After I initialize my model, I want to train it separately for different datasets sets (X1,Y1), (X2,Y2), …, (X50,Y50), and so on. My naive way to do it is to train it for Y1, save the weights, then re-initialize and train it for Y2, save those weights, and repeat for each dataset (X, Y).

But the model is exactly the same each time, so I feel like there should be some way to take advantage of pytorch’s optimized GPU-parallelized autograd to train for all these different labels Yi at the same time, than doing it one at a time. How can I most efficiently use Pytorch for this task?

I am trying to train it separately. So I have one set of parameters P1 trained on (X1, Y1), another set of parameters P2 trained on (X2, Y2), and so on.

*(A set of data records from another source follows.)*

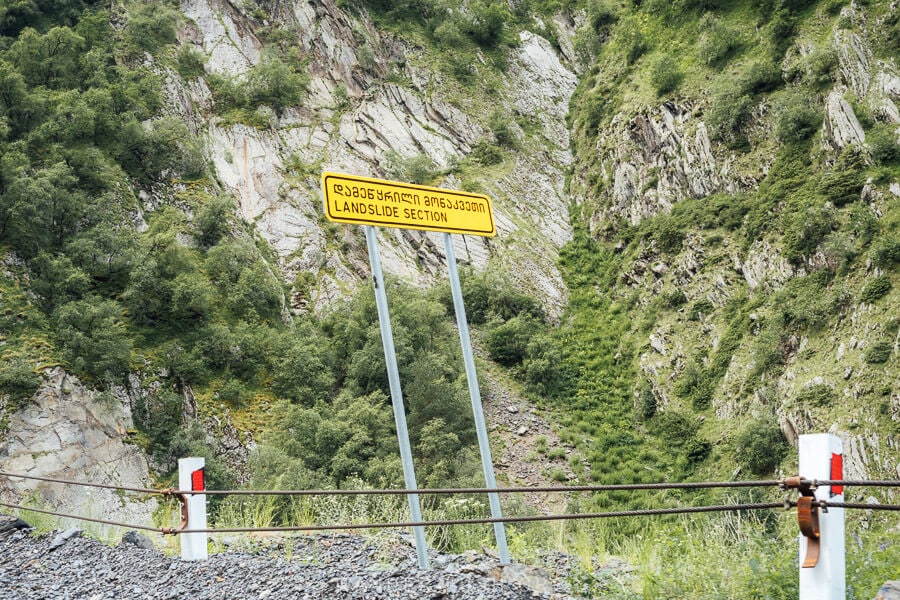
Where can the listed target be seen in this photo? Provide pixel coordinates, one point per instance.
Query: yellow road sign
(366, 201)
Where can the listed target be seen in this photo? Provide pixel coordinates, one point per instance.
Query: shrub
(804, 302)
(601, 14)
(487, 154)
(805, 230)
(797, 118)
(717, 42)
(875, 289)
(674, 298)
(843, 185)
(503, 133)
(93, 338)
(759, 77)
(760, 446)
(507, 343)
(878, 353)
(487, 22)
(632, 40)
(414, 169)
(729, 110)
(819, 394)
(150, 27)
(668, 233)
(189, 62)
(275, 83)
(17, 378)
(645, 406)
(665, 75)
(886, 252)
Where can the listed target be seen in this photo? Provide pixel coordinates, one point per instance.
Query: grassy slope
(733, 353)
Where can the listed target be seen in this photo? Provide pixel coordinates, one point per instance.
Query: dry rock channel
(67, 565)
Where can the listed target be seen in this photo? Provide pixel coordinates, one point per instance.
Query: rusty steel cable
(786, 504)
(487, 520)
(501, 490)
(447, 491)
(856, 482)
(88, 484)
(857, 505)
(81, 518)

Well u can do it the normal way and just set batch size to 1 (setting batch size to 1 will only feed the network one feature target pair at a time) then u create another for loop that trains on that single data point for n number of cycles, then u write a function that saves each weight to a different file in a folder, and another function that resets the weights for another data point.

If u want to keep track of which weight belongs to which data point then u don’t need to shuffle ur dataset.

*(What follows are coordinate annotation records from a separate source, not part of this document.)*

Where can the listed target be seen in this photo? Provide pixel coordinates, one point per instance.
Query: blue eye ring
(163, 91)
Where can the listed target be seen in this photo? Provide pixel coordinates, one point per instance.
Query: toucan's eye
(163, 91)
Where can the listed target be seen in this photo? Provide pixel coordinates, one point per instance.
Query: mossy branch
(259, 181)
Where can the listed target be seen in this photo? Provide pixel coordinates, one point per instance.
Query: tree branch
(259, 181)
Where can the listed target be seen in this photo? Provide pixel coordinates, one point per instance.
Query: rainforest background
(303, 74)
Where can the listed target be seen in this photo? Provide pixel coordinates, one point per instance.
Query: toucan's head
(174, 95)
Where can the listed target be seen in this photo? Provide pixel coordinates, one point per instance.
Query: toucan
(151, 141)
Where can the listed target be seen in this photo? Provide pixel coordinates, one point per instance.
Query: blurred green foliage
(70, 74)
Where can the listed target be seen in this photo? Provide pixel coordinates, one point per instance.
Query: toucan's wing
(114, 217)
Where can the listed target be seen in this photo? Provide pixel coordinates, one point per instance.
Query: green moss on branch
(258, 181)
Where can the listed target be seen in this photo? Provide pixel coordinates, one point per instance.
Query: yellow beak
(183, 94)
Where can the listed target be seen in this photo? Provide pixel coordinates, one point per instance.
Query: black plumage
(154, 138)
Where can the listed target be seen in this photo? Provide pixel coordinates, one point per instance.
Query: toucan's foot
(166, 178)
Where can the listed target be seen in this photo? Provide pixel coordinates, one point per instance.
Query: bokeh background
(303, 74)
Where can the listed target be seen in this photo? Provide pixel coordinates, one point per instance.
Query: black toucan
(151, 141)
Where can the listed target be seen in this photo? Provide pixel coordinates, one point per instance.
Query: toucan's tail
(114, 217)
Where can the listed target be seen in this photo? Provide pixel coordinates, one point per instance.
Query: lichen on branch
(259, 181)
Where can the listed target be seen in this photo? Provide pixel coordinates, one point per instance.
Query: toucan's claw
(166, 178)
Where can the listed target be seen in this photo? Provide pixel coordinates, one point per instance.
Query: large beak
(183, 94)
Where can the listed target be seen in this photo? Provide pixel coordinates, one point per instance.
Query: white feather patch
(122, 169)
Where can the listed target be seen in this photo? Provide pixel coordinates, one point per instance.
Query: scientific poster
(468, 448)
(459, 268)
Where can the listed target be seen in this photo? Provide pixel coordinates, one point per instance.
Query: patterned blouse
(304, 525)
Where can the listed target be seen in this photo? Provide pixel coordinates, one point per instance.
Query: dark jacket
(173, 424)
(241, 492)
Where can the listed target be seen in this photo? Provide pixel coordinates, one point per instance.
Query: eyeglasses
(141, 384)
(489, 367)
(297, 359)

As I said I am already training one dataset (Xi, Yi) at a time, saving the parameters Pi, re-initializing, and doing it again for (Xi+1, Yi+1) and so on.

My question was, since it’s the same model and loss function and optimizer each time, is there an efficient way for me to train on these different datasets at the same time, like I train on multiple examples within one dataset at the same time via mini batches. Except, instead of averaging the gradients like a minibatch, I want to keep multiple sets of parameters Pi, one for each dataset (Xi, Yi), and only update Pi with the gradients associated with the examples in the minibatch that come from (Xi, Yi).

Hmmm🤔
If u are looking for a more efficient way to do this well… , but I mean u can try out what i said in my previous answer coz that’ll also save and update parameters Pi for (xi, yi) and Pi+1 for (xi+1, yi+1) and so on.

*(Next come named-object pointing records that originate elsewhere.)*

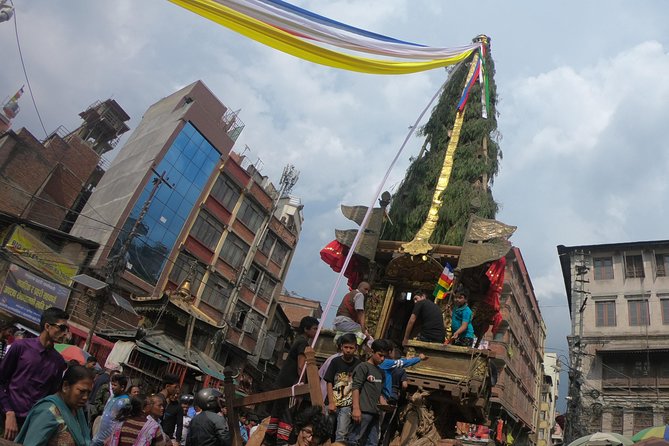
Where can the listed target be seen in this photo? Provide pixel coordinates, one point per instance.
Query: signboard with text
(40, 256)
(27, 295)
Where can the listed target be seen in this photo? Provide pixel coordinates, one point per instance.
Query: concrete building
(297, 307)
(519, 353)
(212, 238)
(546, 432)
(618, 296)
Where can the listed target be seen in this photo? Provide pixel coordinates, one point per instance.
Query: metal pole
(116, 265)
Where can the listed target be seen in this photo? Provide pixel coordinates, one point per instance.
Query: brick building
(297, 307)
(618, 296)
(519, 351)
(42, 181)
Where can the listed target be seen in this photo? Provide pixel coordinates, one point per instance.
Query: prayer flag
(445, 282)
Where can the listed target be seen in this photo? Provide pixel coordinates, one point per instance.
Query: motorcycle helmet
(208, 399)
(186, 399)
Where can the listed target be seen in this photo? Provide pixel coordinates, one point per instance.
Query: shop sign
(26, 295)
(40, 256)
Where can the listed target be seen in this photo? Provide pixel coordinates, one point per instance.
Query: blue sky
(583, 97)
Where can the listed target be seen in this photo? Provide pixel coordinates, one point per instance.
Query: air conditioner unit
(268, 347)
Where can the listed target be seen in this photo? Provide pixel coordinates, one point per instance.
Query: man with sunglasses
(31, 370)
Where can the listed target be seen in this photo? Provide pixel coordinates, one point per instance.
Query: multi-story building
(519, 349)
(618, 296)
(549, 394)
(47, 181)
(297, 307)
(207, 238)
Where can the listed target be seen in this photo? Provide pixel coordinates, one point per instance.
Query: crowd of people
(46, 401)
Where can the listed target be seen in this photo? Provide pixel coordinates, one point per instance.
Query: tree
(475, 165)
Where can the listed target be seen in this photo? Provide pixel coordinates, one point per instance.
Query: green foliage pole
(475, 165)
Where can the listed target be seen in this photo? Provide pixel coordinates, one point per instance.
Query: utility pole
(116, 264)
(6, 11)
(574, 428)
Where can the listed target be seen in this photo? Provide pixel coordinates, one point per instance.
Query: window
(279, 253)
(267, 244)
(638, 312)
(617, 420)
(643, 418)
(234, 250)
(603, 268)
(266, 288)
(661, 265)
(239, 315)
(207, 229)
(606, 313)
(216, 292)
(251, 215)
(634, 266)
(226, 192)
(252, 324)
(664, 303)
(253, 277)
(183, 265)
(188, 163)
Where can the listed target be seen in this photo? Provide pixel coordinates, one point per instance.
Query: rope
(365, 220)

What I can suggest u do to make things faster:
Use the garbage collector to empty redundant variables

Share the work amongst different gpus (but u said u have only 1 so u should consider cloud service)

Prototype the implementation in python and do the main implementation in C++ then u can run inference in python

you can keep a copy of your model’s weights and optimizer’s weights for each of your datasets and alternatively switch back and forth between these two sets of weights as you train on your two separate datasets.
But this is a confusing way to train…

With one GPU, if your script uses <50% of GPU memory, your best bet to increase GPU utilization is launching multiple scripts (processes).

In-process parallelization, using multiple cuda streams with replicated model modules may work but it is hard to write this correctly (in a nutshell, you must avoid blocking cuda operations [like copy() and item()], or use python threads)

And there is no way to do a tensor level parallelization on multiple input+parameter sets.